Keduanya terdiam dalam kebisuan panjang setelah percakapan itu. Hanya suara angin yang berbisik-bisik pada pepohohan pun menerbangkan serbuk dandelion di hadapan mereka. Sekali lagi Aksa menoleh ke samping, perasaan yang bergejolak dalam dadanya semakin kuat. Ia bahkan tidak mampu membayangkan seandainya tiada lagi sosok Binar yang bisa ia pandangi seperti saat ini.

"Kalau begitu aku tidak akan menyentuhmu."

Binar menoleh cepat, dan untuk kesekian kalinya biru dan hitam dipertemukan dalam satu garis lurus.

"Bukankah kau selalu ingin-"

"Jika menyentuhmu berarti kehilangan, lebih baik tidak pernah kulakukan."

"Hmph, manusia." Binar mendengus sinis, tapi meski begitu entah kenapa hatinya menghangat.

"Ayo pergi, kita belum mengecek wilayah timur." Aksa berdiri dan mengulurkan ranting pohon tadi ke arah Binar.

"Hm." Binar menggenggam ujung ranting pohon itu dan mulai berjalan di samping Aksa.

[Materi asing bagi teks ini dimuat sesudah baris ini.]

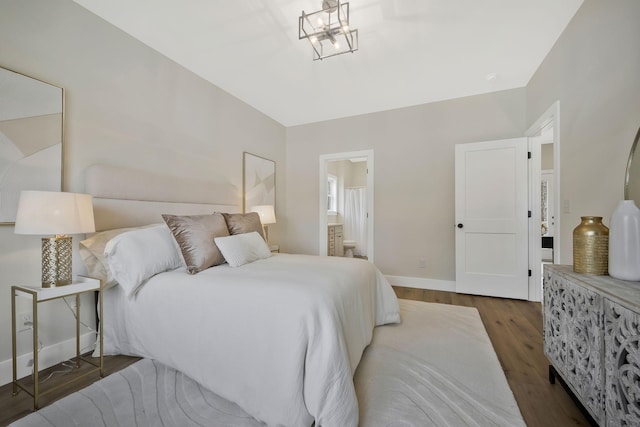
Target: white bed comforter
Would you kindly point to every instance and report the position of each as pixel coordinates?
(280, 337)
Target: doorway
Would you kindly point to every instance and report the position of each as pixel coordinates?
(474, 263)
(346, 204)
(544, 190)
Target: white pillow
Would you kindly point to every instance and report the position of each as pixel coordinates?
(136, 256)
(92, 254)
(241, 249)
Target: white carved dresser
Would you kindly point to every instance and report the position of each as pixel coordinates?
(592, 339)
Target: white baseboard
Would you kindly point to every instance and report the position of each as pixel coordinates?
(49, 356)
(422, 283)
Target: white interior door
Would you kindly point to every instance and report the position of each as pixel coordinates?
(492, 218)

Sejenak Aksa memejamkan matanya, merasakan semilir angin membelai kulit kecokelatannya. Ketika kelopak mata itu membuka kembali, ia menoleh Binar yang berada di sisinya. Ia mengerti sekarang, sangat mengerti arti dari pergolakan rasa dalam dadanya. Ia tidak ingin kehilangan Binar, apapun yang terjadi.

※※※※※※※

Beli : Dewa kematian di mitologi Inggris & Wales

Arawn : Arawn adalah Dewa penguasa Annwfn (Dunia gaib) pada cabang pertama Mabinogi (Pohon kehidupan)

Gwydyon : Dewa ilmu sihir, Dewa penyair dan pemusik.